The chopper smashed through the roof of the crowded pub, where more than 100 revellers were listening to a band, local time.
Witnesses said the helicopter, carrying two police officers and a civilian pilot, dropped like a stone.
People inside the pub heard a whoosh before the roof caved in.
Firefighters said they had made "some contact" with people in the wreckage of the single-storey building, which was "very unstable".
"It's a case of working hard within the building to try to determine how many casualties are there," said fire brigade officer Lewis Ramsay. "We are determined that we are going to get the building stable and we will carry out those rescues."
Ramsay said the 125 firefighters at the scene had "rescued numerous casualties" who had "multiple types of injuries".
Scotland's First Minister Alex Salmond confirmed that a police helicopter was involved in the "tragic accident".

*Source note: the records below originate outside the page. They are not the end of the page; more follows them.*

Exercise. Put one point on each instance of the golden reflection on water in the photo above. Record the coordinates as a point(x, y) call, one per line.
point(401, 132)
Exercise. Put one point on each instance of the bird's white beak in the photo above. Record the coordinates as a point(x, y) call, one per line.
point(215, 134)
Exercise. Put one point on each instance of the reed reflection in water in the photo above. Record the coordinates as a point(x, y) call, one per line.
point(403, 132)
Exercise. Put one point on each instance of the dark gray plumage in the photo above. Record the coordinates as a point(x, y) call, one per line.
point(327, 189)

"Given an incident of this scale we must all prepare ourselves for the likelihood of fatalities," he said.
An AFP photographer at the scene said the helicopter appeared to have smashed through the top of the pub on the banks of the River Clyde.

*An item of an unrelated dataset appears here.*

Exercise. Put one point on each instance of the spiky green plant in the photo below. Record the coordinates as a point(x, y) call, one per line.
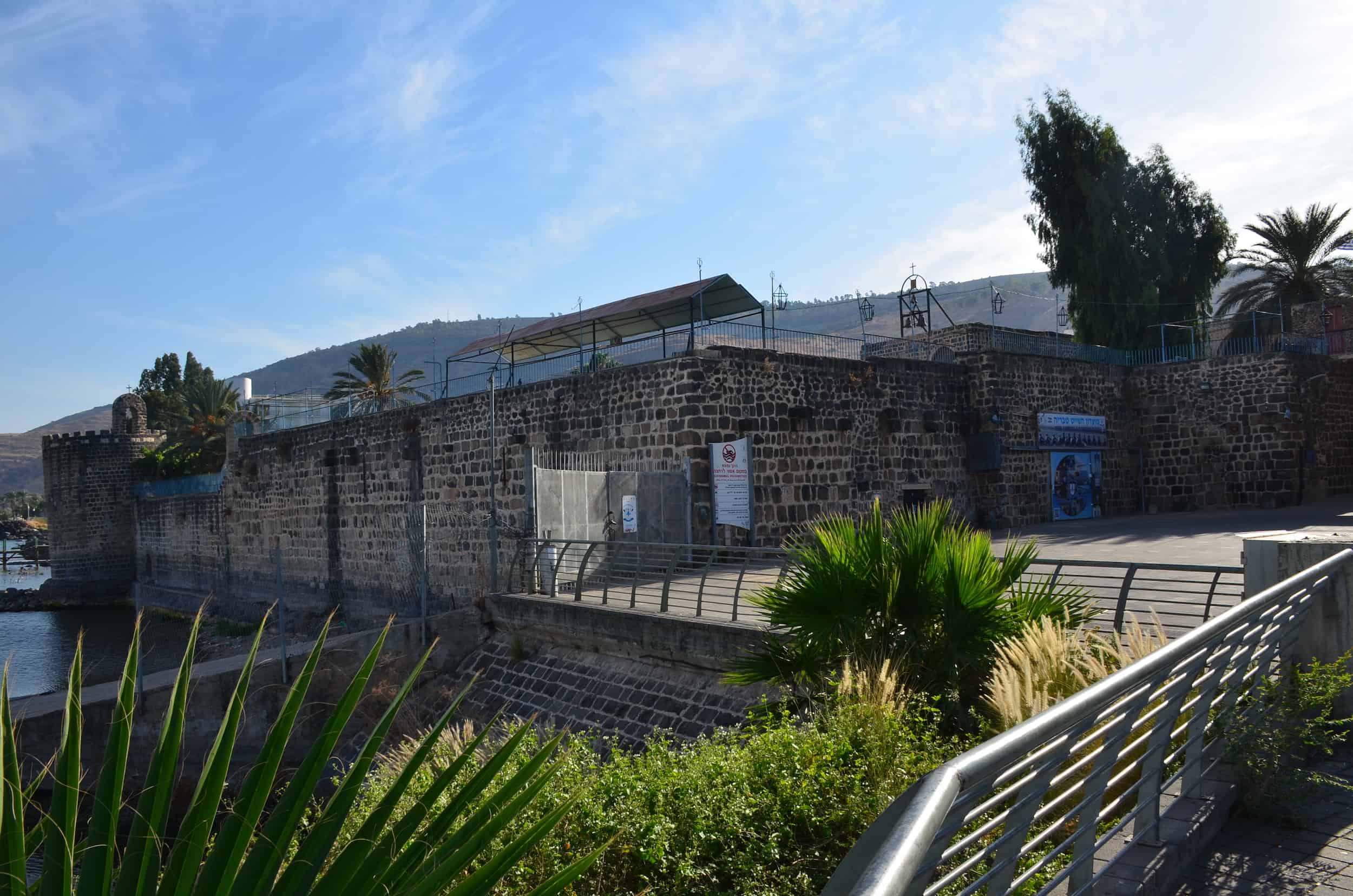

A rotor blade could be seen protruding from the roof.
Police Scotland Deputy Chief Constable Rose Fitzpatrick said it was not yet known why the Eurocopter EC135 helicopter crashed.
"I can confirm there are a number of casualties but it is too early at this stage to provide further details."

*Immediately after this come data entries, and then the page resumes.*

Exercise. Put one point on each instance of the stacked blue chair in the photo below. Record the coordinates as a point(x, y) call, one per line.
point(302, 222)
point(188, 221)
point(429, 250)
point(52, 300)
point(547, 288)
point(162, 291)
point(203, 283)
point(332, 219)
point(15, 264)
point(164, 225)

Witnesses told of confusion, terror and bravery after the accident.
Grace MacLean, who was inside at the time of the crash, told BBC News that the revellers were listening to a ska band.
"We were all just having a nice time and then there was like a 'whoosh' noise - there was no bang, there was no explosion," she said.
"And then there was some smoke, what seemed like smoke. The band were laughing and we were all joking that the band had made the roof come down.
"They carried on playing, then it started to come down more and someone started screaming and then the whole pub just filled with dust. You couldn't see anything, you couldn't breathe."
Members of the band, Esperanza, later said on their Facebook page that they were all well.
Labour MP Jim Murphy told the BBC he was driving through the area soon after the incident.
"I jumped out and tried to help," he said. "There were people with injuries. Bad gashes to the head. Some were unconscious. I don't know how many."
He said he and other people formed a human chain to get survivors out.
"The helicopter was inside the pub. It's a mess. I could only get a yard or two inside. I helped carry people out."
The pub is near Glasgow Central Mosque, the largest Muslim place of worship in Scotland. Mosque officials said they would make its premises and volunteers available to help the rescue effort.
The editor of the Scottish edition of the Sun newspaper, Gordon Smart, said he saw the helicopter coming down.
"It was just such a surreal moment. It looked like it was dropping from a great height at a great speed," he told Sky News.
"There was no fireball and I did not hear an explosion. It fell like a stone. The engine seemed to be spluttering."
British Prime Minister David Cameron said: "My thoughts are with everyone affected by the helicopter crash in Glasgow - and the emergency services working tonight."